Шрифт:
Интервал:
Закладка:
Из квартиры одного из умерших соседей открывался великолепный вид на непорочно-белые просторы и крыши, и я перенес туда свою мастерскую.
– Снег, – голосили редкие прохожие, рискнувшие выйти из дому, – Боже, спаси нас и сохрани, отврати от нас твой гнев!

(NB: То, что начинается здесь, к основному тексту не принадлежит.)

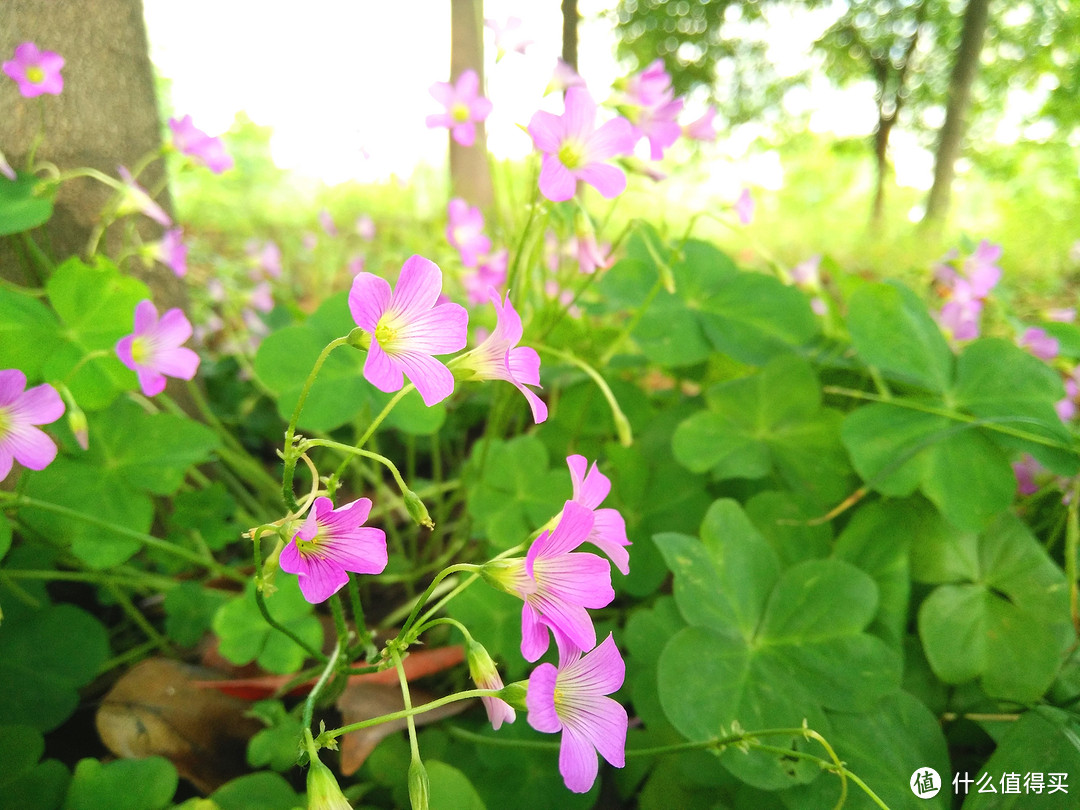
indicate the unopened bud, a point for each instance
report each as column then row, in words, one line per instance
column 419, row 787
column 416, row 510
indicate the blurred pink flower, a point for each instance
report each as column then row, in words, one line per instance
column 36, row 72
column 576, row 149
column 194, row 143
column 464, row 107
column 509, row 37
column 464, row 230
column 136, row 199
column 154, row 350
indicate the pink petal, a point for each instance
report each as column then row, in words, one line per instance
column 577, row 761
column 439, row 331
column 381, row 370
column 368, row 298
column 173, row 328
column 151, row 382
column 417, row 289
column 579, row 119
column 12, row 386
column 540, row 700
column 609, row 180
column 40, row 405
column 612, row 138
column 30, row 446
column 432, row 379
column 180, row 362
column 322, row 580
column 556, row 183
column 547, row 131
column 535, row 638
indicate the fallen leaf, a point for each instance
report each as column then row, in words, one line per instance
column 156, row 709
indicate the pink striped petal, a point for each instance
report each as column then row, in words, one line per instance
column 368, row 298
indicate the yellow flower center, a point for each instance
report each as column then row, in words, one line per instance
column 385, row 333
column 570, row 154
column 459, row 112
column 140, row 351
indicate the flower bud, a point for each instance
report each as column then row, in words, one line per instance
column 416, row 510
column 323, row 791
column 419, row 787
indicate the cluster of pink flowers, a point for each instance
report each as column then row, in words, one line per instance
column 192, row 142
column 558, row 584
column 464, row 107
column 464, row 230
column 408, row 326
column 37, row 72
column 966, row 286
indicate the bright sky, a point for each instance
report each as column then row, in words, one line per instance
column 343, row 83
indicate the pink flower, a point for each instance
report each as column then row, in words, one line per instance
column 154, row 350
column 464, row 107
column 189, row 139
column 1025, row 470
column 464, row 230
column 136, row 200
column 407, row 328
column 36, row 72
column 555, row 584
column 609, row 529
column 331, row 543
column 744, row 206
column 486, row 676
column 508, row 37
column 1039, row 343
column 500, row 358
column 172, row 252
column 653, row 110
column 563, row 78
column 571, row 699
column 575, row 149
column 19, row 412
column 490, row 272
column 702, row 129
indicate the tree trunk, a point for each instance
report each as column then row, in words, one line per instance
column 106, row 117
column 950, row 139
column 570, row 32
column 470, row 172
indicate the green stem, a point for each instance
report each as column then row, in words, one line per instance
column 147, row 540
column 291, row 453
column 621, row 422
column 470, row 694
column 404, row 635
column 309, row 704
column 261, row 603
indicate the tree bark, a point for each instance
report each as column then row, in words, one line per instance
column 570, row 32
column 106, row 117
column 950, row 139
column 470, row 171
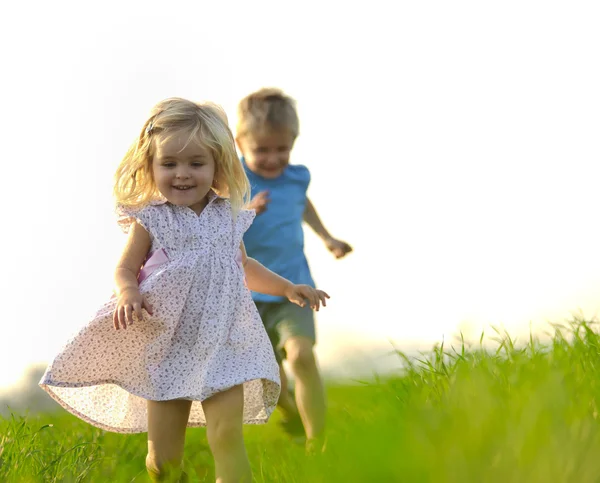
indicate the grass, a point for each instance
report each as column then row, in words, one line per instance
column 513, row 413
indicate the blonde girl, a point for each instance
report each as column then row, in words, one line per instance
column 181, row 343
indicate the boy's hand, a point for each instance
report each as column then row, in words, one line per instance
column 259, row 202
column 130, row 302
column 338, row 247
column 299, row 294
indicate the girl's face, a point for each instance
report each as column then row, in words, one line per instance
column 183, row 173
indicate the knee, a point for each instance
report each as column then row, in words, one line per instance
column 301, row 358
column 224, row 434
column 159, row 470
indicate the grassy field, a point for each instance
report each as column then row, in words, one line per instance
column 516, row 413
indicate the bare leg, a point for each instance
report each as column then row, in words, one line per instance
column 167, row 421
column 224, row 429
column 310, row 394
column 286, row 403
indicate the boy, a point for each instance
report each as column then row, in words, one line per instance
column 267, row 128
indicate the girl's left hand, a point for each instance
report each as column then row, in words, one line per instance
column 299, row 294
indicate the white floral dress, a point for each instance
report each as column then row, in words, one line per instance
column 205, row 335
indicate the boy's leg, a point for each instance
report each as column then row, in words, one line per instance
column 224, row 429
column 295, row 327
column 270, row 315
column 310, row 394
column 286, row 403
column 167, row 422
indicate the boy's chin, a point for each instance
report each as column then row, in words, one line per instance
column 272, row 173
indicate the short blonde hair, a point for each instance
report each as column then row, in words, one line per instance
column 268, row 108
column 205, row 123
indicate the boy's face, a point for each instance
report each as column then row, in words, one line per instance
column 267, row 153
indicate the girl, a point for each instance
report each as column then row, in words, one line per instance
column 181, row 344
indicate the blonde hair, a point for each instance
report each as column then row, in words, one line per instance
column 206, row 123
column 267, row 108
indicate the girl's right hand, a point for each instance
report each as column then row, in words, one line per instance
column 130, row 302
column 299, row 294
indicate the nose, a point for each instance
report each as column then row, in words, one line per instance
column 182, row 172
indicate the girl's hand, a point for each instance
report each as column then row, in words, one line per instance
column 339, row 248
column 260, row 202
column 130, row 302
column 299, row 294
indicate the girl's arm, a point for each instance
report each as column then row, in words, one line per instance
column 130, row 300
column 260, row 279
column 338, row 247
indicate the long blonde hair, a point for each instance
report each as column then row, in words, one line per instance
column 206, row 123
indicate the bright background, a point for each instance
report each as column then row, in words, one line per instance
column 454, row 144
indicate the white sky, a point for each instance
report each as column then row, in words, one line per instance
column 454, row 144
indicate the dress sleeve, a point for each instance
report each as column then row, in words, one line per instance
column 242, row 222
column 126, row 216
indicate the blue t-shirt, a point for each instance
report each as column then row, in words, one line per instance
column 276, row 238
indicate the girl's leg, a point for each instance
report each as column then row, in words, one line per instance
column 167, row 421
column 224, row 424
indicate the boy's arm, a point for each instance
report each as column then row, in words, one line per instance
column 338, row 247
column 260, row 279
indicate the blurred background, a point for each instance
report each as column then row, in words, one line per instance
column 454, row 144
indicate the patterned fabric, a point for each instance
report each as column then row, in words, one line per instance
column 205, row 335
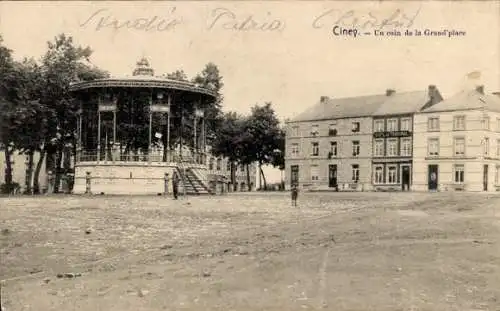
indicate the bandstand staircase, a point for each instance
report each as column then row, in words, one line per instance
column 192, row 180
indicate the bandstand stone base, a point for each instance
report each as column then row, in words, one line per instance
column 135, row 178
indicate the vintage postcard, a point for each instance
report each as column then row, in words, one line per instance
column 249, row 155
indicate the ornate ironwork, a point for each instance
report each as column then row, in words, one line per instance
column 142, row 83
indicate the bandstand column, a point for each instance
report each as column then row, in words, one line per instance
column 203, row 140
column 169, row 101
column 115, row 144
column 105, row 107
column 99, row 135
column 80, row 126
column 150, row 126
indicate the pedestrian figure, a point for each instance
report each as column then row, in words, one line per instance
column 175, row 184
column 295, row 194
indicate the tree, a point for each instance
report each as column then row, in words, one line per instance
column 6, row 107
column 228, row 143
column 211, row 79
column 62, row 63
column 264, row 136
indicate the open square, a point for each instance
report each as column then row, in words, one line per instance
column 336, row 251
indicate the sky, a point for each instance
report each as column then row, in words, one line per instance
column 292, row 61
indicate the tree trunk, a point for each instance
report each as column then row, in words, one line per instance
column 263, row 176
column 249, row 182
column 36, row 181
column 8, row 169
column 57, row 169
column 29, row 173
column 233, row 176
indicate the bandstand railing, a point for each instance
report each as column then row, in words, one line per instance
column 114, row 156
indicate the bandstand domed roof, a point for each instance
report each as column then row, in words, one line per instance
column 142, row 77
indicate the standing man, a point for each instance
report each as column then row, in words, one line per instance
column 175, row 184
column 295, row 194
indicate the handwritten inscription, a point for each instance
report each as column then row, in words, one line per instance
column 223, row 18
column 104, row 19
column 353, row 19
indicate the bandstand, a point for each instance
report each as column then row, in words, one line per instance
column 133, row 132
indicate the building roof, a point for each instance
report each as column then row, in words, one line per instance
column 403, row 103
column 467, row 100
column 363, row 106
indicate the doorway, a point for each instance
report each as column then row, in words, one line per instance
column 294, row 175
column 405, row 177
column 433, row 176
column 485, row 177
column 332, row 175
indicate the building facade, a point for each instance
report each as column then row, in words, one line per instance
column 360, row 143
column 329, row 147
column 457, row 144
column 392, row 158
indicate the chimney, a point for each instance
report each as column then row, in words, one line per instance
column 480, row 89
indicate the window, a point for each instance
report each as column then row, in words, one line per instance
column 433, row 124
column 333, row 148
column 379, row 148
column 486, row 123
column 459, row 146
column 332, row 130
column 406, row 124
column 459, row 123
column 392, row 125
column 458, row 173
column 392, row 174
column 433, row 146
column 392, row 147
column 379, row 125
column 314, row 130
column 378, row 177
column 355, row 173
column 314, row 172
column 219, row 162
column 486, row 146
column 355, row 148
column 211, row 164
column 295, row 150
column 315, row 147
column 355, row 126
column 406, row 147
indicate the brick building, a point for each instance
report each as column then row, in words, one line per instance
column 457, row 143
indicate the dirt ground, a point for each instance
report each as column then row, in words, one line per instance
column 337, row 251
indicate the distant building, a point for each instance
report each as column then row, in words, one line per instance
column 331, row 145
column 457, row 143
column 393, row 137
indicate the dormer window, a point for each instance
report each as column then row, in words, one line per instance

Работа водолазов застопорилась, морозы стояли не хуже, чем на Северном полюсе, есть больше было нечего, грабить нечего, запасов не осталось, электричества не было, топлива тоже. Деревья в Бютт-Шомон срубили и сожгли для обогрева, дрова были зеленые и сырые, они только дымили. У нас в квартире, конечно, тоже было холодно и голодно, но в общем чуть меньше, чем у прочих парижан, – за время наших странствий с Жоэлем и людьми из «Явы» я накопил довольно весомый припас и мог переждать, у меня были заначены газовые баллоны, множество консервов и все необходимые медикаменты на случай, если начнутся роды. Думай о младенце Иисусе, сказал я Марианне, ему приходилось хуже, у него была только охапка соломы да пара животных, а кем он потом стал? Она даже не улыбнулась, иногда наши отношения становились несколько натянутыми.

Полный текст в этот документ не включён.